New pharmacy lane, same old blockbuster
Pfizer and Bristol Myers Squibb are taking Eliquis, one of the biggest blood thinner franchises on the planet, and giving it a new home at Mark Cuban Cost Plus Drug Company. Translation: the companies are trying to make the drug easier to buy without the usual sticker-shock drama.
Why this matters
This isn’t a flashy launch with confetti and a robot dog. It’s a distribution move. But for investors, distribution is where the money lives or dies, especially for a product like Eliquis that’s still a major cash generator and also sits right in the crosshairs of drug-pricing scrutiny.
The economics game
By showing up in a cheaper, more transparent channel, Pfizer and BMS may protect volume even if the margin story gets a little less glamorous. That’s the tradeoff: a little less ‘premium brand’ energy, a little more ‘let’s keep the script count rolling.’
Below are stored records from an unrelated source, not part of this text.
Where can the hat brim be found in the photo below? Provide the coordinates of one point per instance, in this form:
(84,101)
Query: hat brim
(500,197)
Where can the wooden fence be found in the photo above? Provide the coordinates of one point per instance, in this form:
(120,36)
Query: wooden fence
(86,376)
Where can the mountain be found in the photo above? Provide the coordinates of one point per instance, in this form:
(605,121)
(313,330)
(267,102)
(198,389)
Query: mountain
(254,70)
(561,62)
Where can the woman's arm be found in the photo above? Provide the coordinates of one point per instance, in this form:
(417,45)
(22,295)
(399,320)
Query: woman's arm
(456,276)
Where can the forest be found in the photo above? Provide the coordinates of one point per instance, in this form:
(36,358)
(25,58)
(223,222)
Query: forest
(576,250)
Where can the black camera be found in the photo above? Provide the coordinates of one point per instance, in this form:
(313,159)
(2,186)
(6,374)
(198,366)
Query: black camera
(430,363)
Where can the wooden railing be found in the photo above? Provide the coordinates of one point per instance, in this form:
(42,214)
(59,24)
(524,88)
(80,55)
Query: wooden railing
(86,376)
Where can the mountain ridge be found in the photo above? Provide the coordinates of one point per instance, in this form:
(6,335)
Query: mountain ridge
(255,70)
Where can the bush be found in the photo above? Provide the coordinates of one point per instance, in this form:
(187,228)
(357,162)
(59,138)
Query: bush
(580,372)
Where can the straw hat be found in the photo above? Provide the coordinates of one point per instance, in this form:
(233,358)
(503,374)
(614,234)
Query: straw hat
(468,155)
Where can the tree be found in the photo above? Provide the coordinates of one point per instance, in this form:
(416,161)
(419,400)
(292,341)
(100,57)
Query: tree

- Eliquis gets broader access through a lower-cost platform
- Pfizer and BMS keep pushing a top-selling asset where patients are hunting for affordability
- The move helps the companies look more consumer-friendly at a time when pharma pricing is under a microscope
Big picture
This is what mature blockbuster management looks like in 2026: not just making the pill, but making sure people can actually get it without rage-clicking a pharmacy app. For Pfizer, any strategy that helps Eliquis stay sticky is worth watching.